Artist Team: Christopher Sjoberg and Ryo Saito
Artist Location: Tokyo, Japan
Energy Technologies: Aerostatic Flutter Wind Harvesting (WindBelt™)
Water Harvesting Technologies: fog harvesting
Annual Capacity: 70 MWh (used on site) and 112 million liters of drinking water

What makes a human-made form beautiful? What makes a natural landscape beautiful?

Beauty is of course in the eye of the beholder, but both powerful forms and landscapes elicit strong emotional attachments, and the experience of them can inspire people into action. While each may be evaluated on their own merits and qualities, rarely do they come together without controversy.

Yet there are some man-made forms so universally associated with their landscapes, and so steadfastly imprinted in the collective imagination—the red dairy barns of pastoral America, the terraced rice paddies of Southern China, the whitewashed villas of hilltop Greece—that they become an inseparable element of the natural landscape’s identity. The sea is no different, and since civilizations first began navigating the oceans by harnessing the wind, the billowing forms of sail and mast have occupied an omnipresent place in the mental image of the seaside.

Regatta H2O repurposes this familiar maritime form as infrastructure, which harvests fog to create fresh water and harnesses the wind in order to power its operations.

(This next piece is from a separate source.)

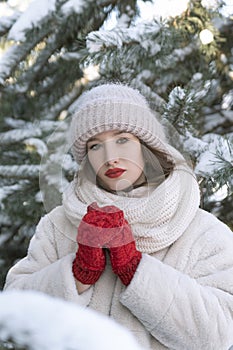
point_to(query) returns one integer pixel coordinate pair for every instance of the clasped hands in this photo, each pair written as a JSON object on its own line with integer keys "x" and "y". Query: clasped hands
{"x": 102, "y": 228}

The sails of Regatta H2O are fog-harvesting meshes. Collection troughs are designed as veins within the sail surface, transporting harvested moisture to the mast where it can be piped to storage vessels at the Santa Monica Pier. When the moisture content of the air falls below a certain threshold, the sails are retracted to reveal the horizon line of the Pacific Ocean.

While water is harvested passively, some electrical power is need to operate the pumping and steering mechanisms, and deployment of the sails. This energy is extracted from the wind via a device known as a WindBelt™, which relies on an oscillating belt suspended between two electro-magnets. Each of the Regatta H2O masts contains eight such generating units along its length.

At night, light rings beneath each wind band pulsate with the intensity of power being generated. This also serves as a navigational safety device, alerting boats of their presence in the dark.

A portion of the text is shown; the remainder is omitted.